Businesses are now able to produce more valuable data insights than ever thanks to an explosion of tools that support the analytic engineering function. Cloud data warehouses like Snowflake, Amazon Redshift or Google BigQuery have improved their ability to collect, store and run complex analyses in a single location. It can be easy to be caught off guard by runaway cloud service costs, and finance teams often find themselves unequipped to manage these new expenses.
Data teams can help avoid these situations by embracing financial operations as a shared responsibility. Our data team here at Ramp applies the same operational rigor to our own processes that we do to our customers. In this article, we’ll discuss how Ramp’s data team implemented targeted cloning strategies in Snowflake to keep up with the pace of innovation while not breaking the bank.

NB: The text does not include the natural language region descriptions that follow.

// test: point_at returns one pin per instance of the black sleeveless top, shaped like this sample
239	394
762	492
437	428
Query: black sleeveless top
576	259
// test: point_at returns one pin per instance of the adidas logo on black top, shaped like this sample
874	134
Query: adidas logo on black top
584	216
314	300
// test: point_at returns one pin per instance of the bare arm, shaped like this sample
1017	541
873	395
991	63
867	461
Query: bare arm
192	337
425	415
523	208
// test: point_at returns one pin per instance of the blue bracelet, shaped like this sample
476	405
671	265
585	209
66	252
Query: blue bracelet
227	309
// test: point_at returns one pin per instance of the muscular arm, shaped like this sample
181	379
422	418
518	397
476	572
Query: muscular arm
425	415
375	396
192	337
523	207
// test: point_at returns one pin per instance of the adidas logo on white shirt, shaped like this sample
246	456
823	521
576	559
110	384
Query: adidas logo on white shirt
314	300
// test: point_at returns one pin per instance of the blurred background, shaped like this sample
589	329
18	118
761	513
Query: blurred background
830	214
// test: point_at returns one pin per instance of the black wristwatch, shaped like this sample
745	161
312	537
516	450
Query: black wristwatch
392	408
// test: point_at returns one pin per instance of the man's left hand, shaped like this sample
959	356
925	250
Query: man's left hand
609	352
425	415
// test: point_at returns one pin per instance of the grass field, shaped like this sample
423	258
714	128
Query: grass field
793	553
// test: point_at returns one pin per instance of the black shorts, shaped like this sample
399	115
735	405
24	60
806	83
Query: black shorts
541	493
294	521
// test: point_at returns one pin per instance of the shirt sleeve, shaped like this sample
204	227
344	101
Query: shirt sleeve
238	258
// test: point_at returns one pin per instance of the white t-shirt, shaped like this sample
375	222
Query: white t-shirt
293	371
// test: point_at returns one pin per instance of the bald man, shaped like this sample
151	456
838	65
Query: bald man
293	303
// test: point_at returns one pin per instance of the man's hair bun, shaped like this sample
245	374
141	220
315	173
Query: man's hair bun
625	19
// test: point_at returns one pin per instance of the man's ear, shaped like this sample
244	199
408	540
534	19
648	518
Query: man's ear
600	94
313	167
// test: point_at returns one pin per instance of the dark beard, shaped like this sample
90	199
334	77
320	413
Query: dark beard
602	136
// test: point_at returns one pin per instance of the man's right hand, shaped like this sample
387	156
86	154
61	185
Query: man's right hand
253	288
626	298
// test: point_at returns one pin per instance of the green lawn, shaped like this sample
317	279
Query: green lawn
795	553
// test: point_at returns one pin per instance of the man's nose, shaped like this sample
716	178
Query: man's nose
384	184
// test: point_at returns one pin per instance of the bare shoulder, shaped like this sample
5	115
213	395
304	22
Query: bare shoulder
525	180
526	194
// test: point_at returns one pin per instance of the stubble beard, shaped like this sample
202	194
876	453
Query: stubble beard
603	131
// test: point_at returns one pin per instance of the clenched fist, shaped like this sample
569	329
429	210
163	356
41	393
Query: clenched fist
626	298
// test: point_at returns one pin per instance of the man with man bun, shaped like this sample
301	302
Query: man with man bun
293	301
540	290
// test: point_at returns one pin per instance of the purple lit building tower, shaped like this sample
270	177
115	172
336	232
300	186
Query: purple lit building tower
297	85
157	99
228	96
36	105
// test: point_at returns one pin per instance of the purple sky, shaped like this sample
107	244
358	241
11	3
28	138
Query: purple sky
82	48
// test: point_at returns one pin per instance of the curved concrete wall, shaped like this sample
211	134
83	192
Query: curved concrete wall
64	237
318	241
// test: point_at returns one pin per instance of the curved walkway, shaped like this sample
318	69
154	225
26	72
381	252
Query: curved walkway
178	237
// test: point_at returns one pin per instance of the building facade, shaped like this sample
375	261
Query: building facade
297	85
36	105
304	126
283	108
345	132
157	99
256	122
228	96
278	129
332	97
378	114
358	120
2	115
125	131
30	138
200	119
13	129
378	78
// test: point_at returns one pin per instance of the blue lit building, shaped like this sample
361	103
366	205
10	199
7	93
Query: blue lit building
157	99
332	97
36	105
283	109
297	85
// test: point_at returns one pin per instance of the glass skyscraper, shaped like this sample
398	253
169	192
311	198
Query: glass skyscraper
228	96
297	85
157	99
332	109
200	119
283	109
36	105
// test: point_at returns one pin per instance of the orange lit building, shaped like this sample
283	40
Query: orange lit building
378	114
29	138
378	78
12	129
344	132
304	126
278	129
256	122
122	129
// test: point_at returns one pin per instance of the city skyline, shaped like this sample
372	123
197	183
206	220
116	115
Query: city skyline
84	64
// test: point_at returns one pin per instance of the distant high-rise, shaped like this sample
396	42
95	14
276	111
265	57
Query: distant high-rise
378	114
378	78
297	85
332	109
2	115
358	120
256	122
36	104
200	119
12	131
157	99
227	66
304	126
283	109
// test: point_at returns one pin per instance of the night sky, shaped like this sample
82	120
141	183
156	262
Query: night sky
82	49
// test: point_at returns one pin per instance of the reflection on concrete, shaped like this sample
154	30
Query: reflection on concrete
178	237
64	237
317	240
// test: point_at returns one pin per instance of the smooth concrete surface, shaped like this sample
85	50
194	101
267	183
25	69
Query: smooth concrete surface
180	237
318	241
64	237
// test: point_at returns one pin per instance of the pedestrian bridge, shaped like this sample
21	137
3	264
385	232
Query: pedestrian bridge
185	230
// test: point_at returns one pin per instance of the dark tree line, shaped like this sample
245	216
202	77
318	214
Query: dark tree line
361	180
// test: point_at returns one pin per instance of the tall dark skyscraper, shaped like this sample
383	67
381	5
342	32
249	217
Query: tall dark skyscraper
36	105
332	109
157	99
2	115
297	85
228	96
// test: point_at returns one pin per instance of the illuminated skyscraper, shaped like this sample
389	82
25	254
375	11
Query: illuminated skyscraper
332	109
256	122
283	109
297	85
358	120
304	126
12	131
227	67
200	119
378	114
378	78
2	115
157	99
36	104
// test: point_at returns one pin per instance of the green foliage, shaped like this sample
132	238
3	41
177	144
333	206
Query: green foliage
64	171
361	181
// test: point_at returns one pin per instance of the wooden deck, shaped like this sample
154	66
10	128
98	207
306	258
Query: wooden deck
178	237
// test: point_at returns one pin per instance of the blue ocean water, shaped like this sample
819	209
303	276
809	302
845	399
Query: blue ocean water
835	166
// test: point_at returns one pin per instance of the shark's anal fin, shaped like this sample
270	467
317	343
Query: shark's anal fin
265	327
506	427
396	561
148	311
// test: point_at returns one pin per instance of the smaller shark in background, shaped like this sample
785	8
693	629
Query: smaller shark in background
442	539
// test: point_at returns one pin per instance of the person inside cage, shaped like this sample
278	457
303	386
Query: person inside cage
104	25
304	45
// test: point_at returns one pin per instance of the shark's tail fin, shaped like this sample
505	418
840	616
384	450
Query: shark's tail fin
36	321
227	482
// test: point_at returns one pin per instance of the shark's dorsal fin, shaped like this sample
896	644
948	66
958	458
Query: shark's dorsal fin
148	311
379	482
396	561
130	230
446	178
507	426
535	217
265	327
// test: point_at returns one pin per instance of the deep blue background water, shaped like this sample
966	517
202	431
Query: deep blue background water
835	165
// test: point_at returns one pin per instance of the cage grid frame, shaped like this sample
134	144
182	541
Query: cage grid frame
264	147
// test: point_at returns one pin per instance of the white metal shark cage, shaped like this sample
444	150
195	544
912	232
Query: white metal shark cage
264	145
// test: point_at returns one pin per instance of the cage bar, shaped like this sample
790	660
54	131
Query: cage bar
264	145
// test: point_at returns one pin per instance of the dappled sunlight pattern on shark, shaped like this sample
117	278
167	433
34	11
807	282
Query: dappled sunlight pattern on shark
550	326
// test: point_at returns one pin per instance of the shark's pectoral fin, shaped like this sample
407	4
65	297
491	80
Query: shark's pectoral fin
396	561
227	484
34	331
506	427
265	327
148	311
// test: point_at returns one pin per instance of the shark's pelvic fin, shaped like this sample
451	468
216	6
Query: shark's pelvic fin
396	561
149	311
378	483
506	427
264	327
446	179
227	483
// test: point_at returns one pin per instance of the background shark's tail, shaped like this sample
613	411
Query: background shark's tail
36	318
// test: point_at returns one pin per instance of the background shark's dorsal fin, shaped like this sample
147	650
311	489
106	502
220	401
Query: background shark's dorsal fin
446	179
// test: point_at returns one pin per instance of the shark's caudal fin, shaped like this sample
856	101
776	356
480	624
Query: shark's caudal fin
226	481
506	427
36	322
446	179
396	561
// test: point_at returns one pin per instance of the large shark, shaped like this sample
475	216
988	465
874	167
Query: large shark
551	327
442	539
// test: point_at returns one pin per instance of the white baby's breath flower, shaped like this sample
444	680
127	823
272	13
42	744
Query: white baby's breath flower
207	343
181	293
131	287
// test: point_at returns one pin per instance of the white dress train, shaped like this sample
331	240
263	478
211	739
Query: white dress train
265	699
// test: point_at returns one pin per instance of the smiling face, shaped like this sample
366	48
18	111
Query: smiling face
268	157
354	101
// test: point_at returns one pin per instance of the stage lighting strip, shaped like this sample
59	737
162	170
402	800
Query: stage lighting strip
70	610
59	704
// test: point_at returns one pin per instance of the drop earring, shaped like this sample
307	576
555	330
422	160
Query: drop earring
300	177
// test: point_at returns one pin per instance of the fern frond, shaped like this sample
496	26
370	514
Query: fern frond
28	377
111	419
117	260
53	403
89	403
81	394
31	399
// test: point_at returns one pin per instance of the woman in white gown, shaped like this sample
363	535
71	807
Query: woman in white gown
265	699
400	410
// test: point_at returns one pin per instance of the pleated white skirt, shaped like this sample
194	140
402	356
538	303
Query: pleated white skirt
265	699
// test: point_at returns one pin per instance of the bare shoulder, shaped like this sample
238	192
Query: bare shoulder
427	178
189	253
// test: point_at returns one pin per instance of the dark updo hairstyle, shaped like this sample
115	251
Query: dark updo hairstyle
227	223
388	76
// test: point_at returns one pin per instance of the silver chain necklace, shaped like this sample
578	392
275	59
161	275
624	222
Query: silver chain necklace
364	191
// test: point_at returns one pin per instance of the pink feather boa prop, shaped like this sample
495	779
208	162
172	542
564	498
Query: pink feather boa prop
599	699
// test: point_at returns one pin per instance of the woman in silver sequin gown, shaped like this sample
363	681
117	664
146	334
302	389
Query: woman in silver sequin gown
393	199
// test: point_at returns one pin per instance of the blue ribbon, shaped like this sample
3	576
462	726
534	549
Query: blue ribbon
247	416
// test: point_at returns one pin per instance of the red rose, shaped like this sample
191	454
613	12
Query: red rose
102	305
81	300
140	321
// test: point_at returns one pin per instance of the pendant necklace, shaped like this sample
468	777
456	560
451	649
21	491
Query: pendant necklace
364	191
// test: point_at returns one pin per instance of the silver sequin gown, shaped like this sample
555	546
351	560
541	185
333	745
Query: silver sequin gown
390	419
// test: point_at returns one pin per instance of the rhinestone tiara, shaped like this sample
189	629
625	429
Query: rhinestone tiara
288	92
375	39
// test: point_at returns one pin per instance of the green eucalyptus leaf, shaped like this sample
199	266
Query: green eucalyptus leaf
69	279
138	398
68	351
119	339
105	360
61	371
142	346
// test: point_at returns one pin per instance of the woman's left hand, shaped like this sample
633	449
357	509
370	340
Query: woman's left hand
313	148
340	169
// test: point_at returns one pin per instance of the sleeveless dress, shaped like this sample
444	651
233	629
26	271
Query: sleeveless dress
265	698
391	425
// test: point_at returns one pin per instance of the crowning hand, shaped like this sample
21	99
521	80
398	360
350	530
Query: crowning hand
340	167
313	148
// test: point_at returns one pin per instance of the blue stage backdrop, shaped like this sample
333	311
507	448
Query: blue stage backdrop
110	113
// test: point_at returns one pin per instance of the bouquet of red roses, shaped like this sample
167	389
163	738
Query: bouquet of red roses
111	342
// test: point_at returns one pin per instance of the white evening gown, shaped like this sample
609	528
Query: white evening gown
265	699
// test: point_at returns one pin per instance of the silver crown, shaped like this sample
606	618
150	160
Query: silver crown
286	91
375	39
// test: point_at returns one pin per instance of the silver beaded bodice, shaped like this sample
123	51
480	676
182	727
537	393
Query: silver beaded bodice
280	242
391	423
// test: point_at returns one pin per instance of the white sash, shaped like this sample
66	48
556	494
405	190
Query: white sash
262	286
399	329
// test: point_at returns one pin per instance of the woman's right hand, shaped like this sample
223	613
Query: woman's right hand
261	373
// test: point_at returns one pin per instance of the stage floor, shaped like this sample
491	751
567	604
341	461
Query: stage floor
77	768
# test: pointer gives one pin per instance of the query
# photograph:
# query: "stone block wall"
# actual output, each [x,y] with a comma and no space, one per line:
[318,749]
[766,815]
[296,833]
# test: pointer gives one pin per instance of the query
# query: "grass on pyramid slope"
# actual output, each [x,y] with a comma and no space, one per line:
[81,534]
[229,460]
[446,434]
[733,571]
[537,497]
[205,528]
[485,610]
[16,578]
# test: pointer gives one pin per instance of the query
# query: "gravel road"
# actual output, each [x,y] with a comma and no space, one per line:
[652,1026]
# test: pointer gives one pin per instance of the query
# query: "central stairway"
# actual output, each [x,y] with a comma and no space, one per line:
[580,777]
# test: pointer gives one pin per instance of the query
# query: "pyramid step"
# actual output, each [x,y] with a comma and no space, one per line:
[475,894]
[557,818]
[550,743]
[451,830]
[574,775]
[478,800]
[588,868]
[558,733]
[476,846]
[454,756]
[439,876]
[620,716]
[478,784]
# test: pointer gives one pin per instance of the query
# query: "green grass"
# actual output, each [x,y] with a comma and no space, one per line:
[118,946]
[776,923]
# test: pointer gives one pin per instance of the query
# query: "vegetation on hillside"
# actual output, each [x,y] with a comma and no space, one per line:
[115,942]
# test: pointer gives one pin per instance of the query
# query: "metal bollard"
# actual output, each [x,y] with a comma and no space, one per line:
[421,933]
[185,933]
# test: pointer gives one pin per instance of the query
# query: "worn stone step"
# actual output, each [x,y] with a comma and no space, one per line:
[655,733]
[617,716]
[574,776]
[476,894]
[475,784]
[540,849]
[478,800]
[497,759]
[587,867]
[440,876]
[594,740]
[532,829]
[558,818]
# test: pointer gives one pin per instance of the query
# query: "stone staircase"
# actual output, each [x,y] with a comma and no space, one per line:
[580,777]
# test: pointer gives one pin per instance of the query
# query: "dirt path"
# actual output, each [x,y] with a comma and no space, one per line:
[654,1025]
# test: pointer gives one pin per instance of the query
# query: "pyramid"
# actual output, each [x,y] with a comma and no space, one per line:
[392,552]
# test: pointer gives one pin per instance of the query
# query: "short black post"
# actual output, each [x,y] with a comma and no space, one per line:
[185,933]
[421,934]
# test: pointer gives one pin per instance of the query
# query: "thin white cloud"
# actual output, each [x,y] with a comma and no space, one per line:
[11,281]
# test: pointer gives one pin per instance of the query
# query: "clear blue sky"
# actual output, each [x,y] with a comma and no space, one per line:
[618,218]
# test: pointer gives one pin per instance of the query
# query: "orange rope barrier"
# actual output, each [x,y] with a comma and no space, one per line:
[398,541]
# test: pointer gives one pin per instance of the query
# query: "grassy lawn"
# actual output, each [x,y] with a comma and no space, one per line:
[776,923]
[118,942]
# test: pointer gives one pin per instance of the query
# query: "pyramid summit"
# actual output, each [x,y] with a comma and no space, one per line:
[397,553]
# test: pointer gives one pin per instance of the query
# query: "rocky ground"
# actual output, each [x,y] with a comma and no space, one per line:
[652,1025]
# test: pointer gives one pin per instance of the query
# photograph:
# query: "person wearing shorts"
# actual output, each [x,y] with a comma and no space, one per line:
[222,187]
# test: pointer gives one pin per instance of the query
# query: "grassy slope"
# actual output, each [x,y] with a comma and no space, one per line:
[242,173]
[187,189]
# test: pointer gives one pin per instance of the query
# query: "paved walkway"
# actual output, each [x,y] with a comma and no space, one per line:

Ramp leverages an extract, load, transform (ELT) paradigm. At the core of our data operations is Snowflake, which acts both as a refinery for raw data (in conjunction with dbt) and as a warehouse for cleaned data to be consumed by a variety of functions across marketing automation, sales operations, underwriting, and capital markets, to name a few. Snowflake is one of our newest products, having been added to our data toolbelt in July 2022. We chose Snowflake for its ability to scale alongside us, both in terms of handling our growing workloads and providing features for our developers to continue to iterate quickly.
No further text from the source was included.